There are definitely a lot of conversations around the impact of COVID-19 on private practices. We are seeing a lot of information in the news about rural and/or smaller hospitals closing or consolidating. For health care in general, this has pushed something that was already a weakness for many and driven more consolidation of practices. But the concern we need to keep in mind is sometimes it could lead to decreased choice and increased cost because with decreased competition, you will have people who will no longer push to offer better services. And sometimes it could lead to an increase in health care costs overall because you no longer have competitive fees. As a society in general, we need to be looking at options to continue to support private practitioners and provide them with the resources necessary to re-tool practices in supporting remote care and telehealth.
HJ: We've been seeing increasing case reports of sudden hearing loss, tinnitus, and vestibular issues among COVID-19 patients. What do you envision will be the role of audiologist in the continuum of care for these patients?
Dr. Bray: Hearing loss, vestibular dysfunction, and/or tinnitus associated with COVID-19 are comorbidities of the viral attack. Doctors of Audiology are health care providers concerned with whole body health as well as ear health. The role of audiologist will be the same with COVID-19 as with other disease processes. Audiologists will contribute to and monitor the emerging evidence base, come to understand the pathophysiology of SARS-CoV-2, and continue to participate as an integral part of interprofessional collaborative health care teams.

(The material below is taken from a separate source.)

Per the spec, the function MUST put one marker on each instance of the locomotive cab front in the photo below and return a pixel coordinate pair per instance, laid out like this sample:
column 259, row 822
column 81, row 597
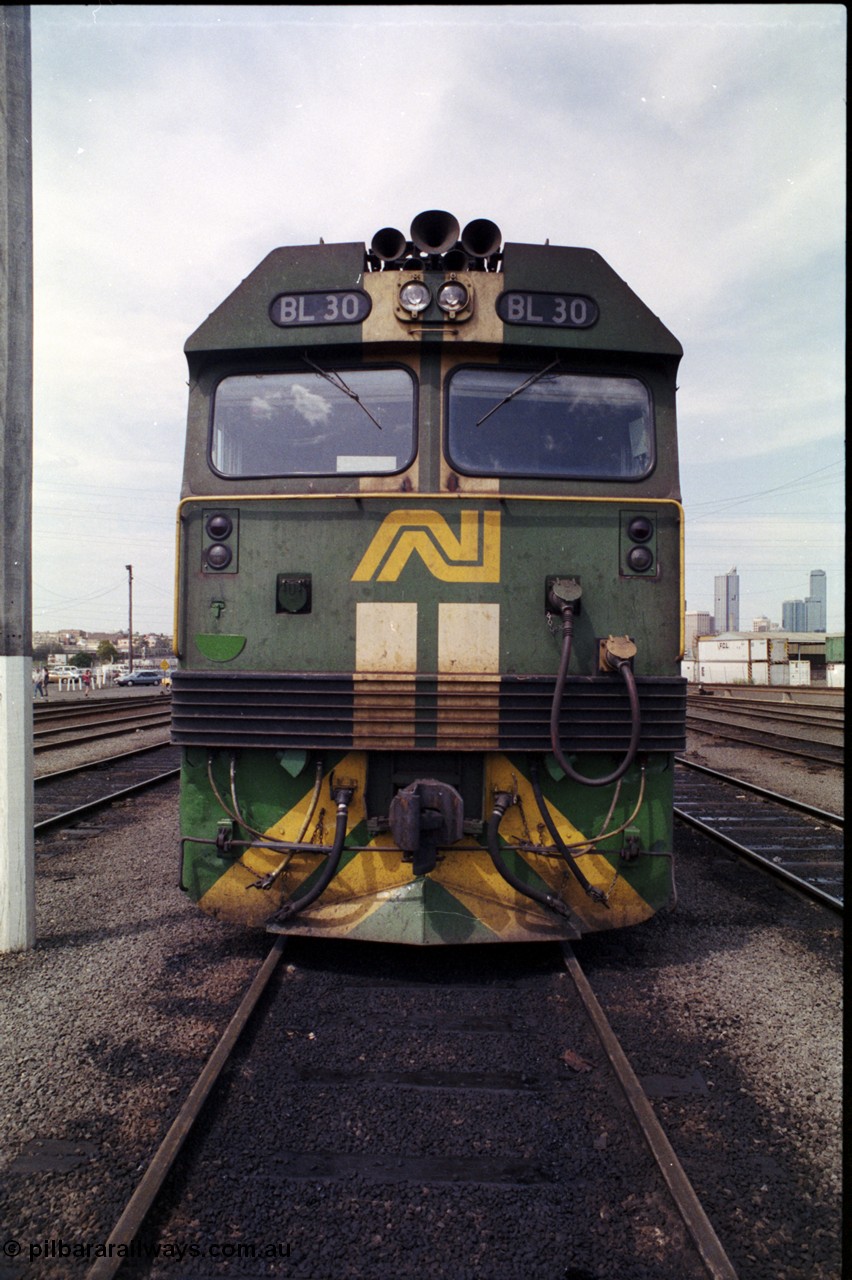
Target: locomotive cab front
column 430, row 594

Dr. Sandridge: Every day we learn something new about COVID-19. The sad thing is we still are having deaths. The good news is the death rate is decreasing because we now know how to treat it. We also know it attacks just about every single system in our body, and nothing is immune from it. Who knew that a rash and the toes would be involved? That alone, we know our ears can be involved, too. We are going to treat tinnitus regardless of where it comes from.
Dr. Shoup: I agree with both of you. As any public health issue that comes up, audiologists are going to be involved with education with other health care providers and how the health issue impacts the auditory and vestibular systems. They should start early on with discussions about otoxic and vestibulotoxic effects so they can help with monitoring patients and making sure they receive appropriate education at the right point of care to understand the issues they may encounter once they are released from care. Audiologists are going to be providing the same type of care to any patient with hearing and balance dysfunction. Increasing awareness of the potential otoxic and vestibulotoxic effects of the drugs being used is a very important responsibility of audiologists. We've been very active in assisting people with increased difficulties in hearing and understanding speech due to masking. We've also been heavily involved in helping patients who don't have COVID-19 but are increasingly distressed due to their tinnitus by assisting them with good sleep hygiene, stress management, and other related strategies.